再開後の徳島は1勝1分1敗。前節・琉球戦(3○1)は今季から10番を背負う渡井 理己が後半から出場して2得点を挙げる活躍で再開後初勝利。ただ、手放しで喜ぶわけにはいかない。「前半は正確性においてうまくつなげられなかった」(リカルド ロドリゲス監督)とビルドアップが思うように機能しなかった。ボール保持率を高めて攻守において主導権を握る戦い方を目指しているだけに、ビルドアップは生命線。短期間で劇的に改善されるものではないが、過密日程の中でも「できること・できないことを振り返りながら続けていくこと」(リカルド ロドリゲス監督)が力となる。

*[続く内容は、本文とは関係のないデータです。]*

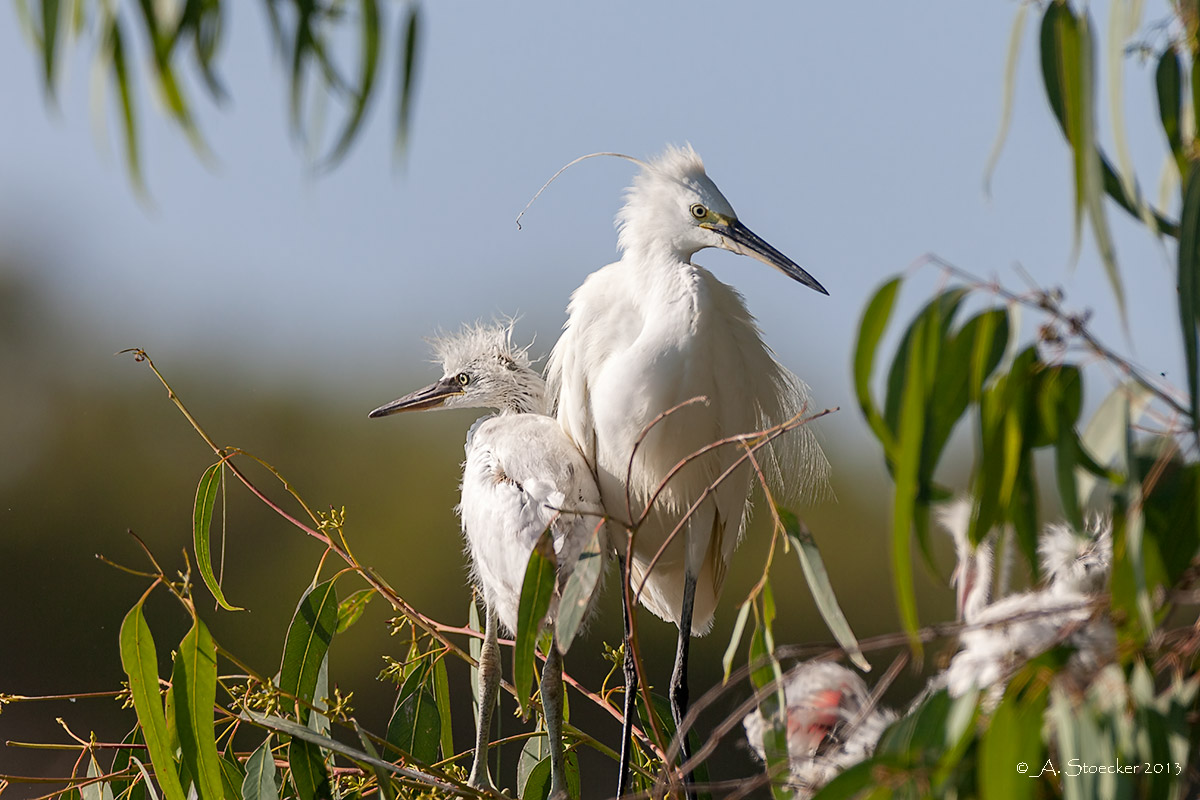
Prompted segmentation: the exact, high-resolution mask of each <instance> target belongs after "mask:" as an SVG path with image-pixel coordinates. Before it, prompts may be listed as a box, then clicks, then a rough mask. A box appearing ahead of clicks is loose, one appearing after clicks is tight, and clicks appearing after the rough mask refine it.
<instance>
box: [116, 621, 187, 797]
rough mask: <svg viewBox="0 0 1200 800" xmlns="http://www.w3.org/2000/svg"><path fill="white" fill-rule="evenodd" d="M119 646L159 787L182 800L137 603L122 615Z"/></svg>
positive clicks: (143, 625) (159, 698)
mask: <svg viewBox="0 0 1200 800" xmlns="http://www.w3.org/2000/svg"><path fill="white" fill-rule="evenodd" d="M120 642H121V668H122V669H124V670H125V674H126V676H127V678H128V679H130V697H131V698H133V709H134V710H136V711H137V712H138V722H139V723H140V724H142V734H143V736H144V738H145V741H146V751H148V752H149V753H150V763H151V764H154V770H155V775H156V776H157V778H158V786H161V787H162V792H163V794H164V795H166V796H167V800H184V787H182V786H180V783H179V771H178V768H176V766H175V758H174V753H173V751H172V747H170V736H169V734H168V732H167V716H166V714H164V712H163V710H162V696H161V694H160V693H158V655H157V652H156V651H155V646H154V637H152V636H151V634H150V626H149V625H146V620H145V616H144V615H143V613H142V603H140V602H138V604H137V606H134V607H133V608H132V609H130V613H128V614H126V615H125V620H124V621H122V622H121V633H120Z"/></svg>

一方、山口の再開後は1分2敗。第2節・岡山戦(2△2)、前々節・愛媛戦(0●3)、前節・磐田戦(1●2)といずれも数字の上では複数失点が気になるところ。しかしながら、磐田戦後に「結果はすごく残念ですけれども、僕らが目指しているサッカーが少し形になり始めてきているかなと思います」と霜田 正浩監督が言ったように、どの試合も攻守においてアグレッシブな姿勢が垣間見える。その中で存在感を放っているのが今季から加入したイウリ。185cmという体格を生かしたパワーで相手を凌駕しながらも、それでいてスピードや機動力もある。前述の3試合で計13本のシュートを放っており、ゴールを目指す積極性も非常に高い。
3連戦の2戦目。敵地で琉球と戦った徳島は沖縄からの移動があり、山口は磐田戦に続いてのアウェイ。両者とも疲労の色が出そうな一戦だが、5枚に増えた交代枠の使い方もカギを握りそうだ。